As mentioned above, recently it has been shown that some biological signals propagate as intercellular trigger waves in cell culture and in living tissues. Our theoretical framework may apply to tissue-level signal relay with appropriate generalization, with an intercellular process taking the place of intracellular diffusion as the local coupling mechanism.
This work adds to our burgeoning understanding of how physical properties of the cytoplasm constrain the operation of fundamental cellular processes. The present work also highlights the power of the Xenopus egg extract for studying the emergent regulatory functions that come from the differential responses of complex, coupled physical and biochemical processes.
Limitations of the study
We relied on several approximations to access the analytical power of Luther’s and FKPP equations. Experimentally, we approximated diffusivity for caspase 3/7 and mitotic machines (CDK1/CycB and PP2A/B55 complexes) with AF488-BSA. Based on size, we may slightly over- or underestimate the scaling factor , respectively. For diffusivity, we approximated anomalous diffusion with effective Brownian diffusion at a short distance range. Depending on the true length scale of diffusive mixing in trigger wave propagation, we may slightly over- or underestimate protein mobility. Model-wise, we approximated the overcoming of bistable switches (both mitotic and apoptotic onset are considered bistable transitions) as logistic growth processes. We may slightly underestimate the true rate coefficient depending on the true magnitude of ultrasensitivity. By adopting a combined positive feedback loop approach, we were not able to resolve the exact steps at which apoptosis or mitosis are limited by molecular crowding. Despite these limitations, our prediction error for apoptotic trigger wave speed was around 20% from the measured values, suggesting a good overall approximation. Better experimental approximation and further developments in the theoretical treatments for anomalous diffusion and traveling waves in bistable media should improve the prediction accuracy and provide more detailed understandings to this topic.
METHODS
Resource availability
Lead contact
Further information and requests for resources and reagents should be directed to and will be fulfilled by the lead contact.
Material availability
Materials used in this study will be made available upon request.
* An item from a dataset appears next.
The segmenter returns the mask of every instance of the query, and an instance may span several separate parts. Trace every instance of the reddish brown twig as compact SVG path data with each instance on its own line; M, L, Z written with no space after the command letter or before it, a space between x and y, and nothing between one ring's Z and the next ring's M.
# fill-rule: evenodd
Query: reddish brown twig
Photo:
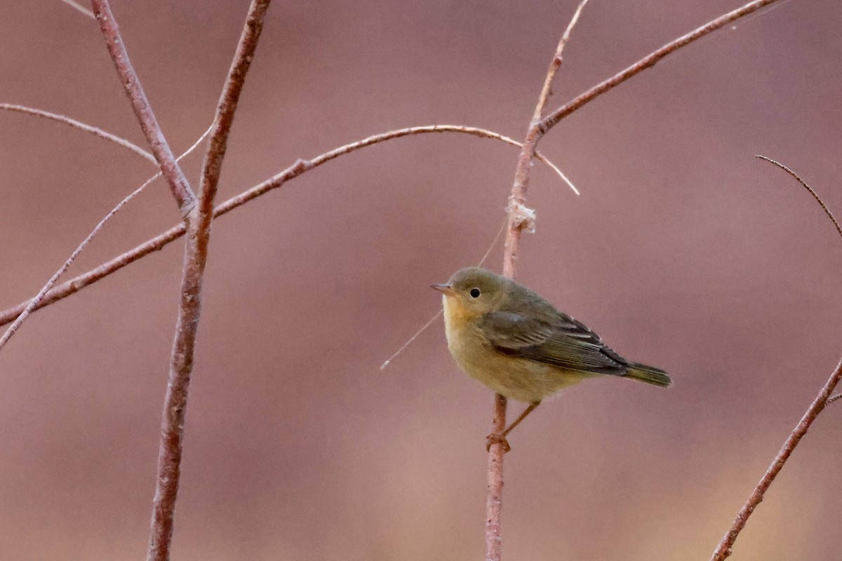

Data and code availability
Datasets and custom-written codes generated in this study will be made available upon request.
Experimental model and subject details
Xenopus laevis
The animal work adhered to relevant national and international guidelines and received approval from the Stanford University Administrative Panel on Laboratory Animal Care (APLAC protocol 13307). Xenopus laevis females, aged over 3 years, were prepared by dorsal cavity injection of 100 U of pregnant mare serum gonadotropin (PMSG) at least 3 days prior to, but typically no more than 2 weeks before ovulation. Ovulation was induced through dorsal cavity injection of 200 U of human chorionic gonadotropin (hCG). These induced females were then housed in separate chambers containing egg-laying buffer (100 mM NaCl, 2 mM KCl, 1 mM MgSO4, 2.5 mM CaCl2, 500 μM HEPES, 100 μM EDTA, pH 7.4).
Preparation of demembranted Xenopus sperm chromatin
Demembranated Xenopus laevis sperm chromatin was prepared as described by Murray48. Typical experiments with cycling extracts included sperm nuclei, which serve as pacemakers for mitotic waves, at ~100 nuclei per μL extract.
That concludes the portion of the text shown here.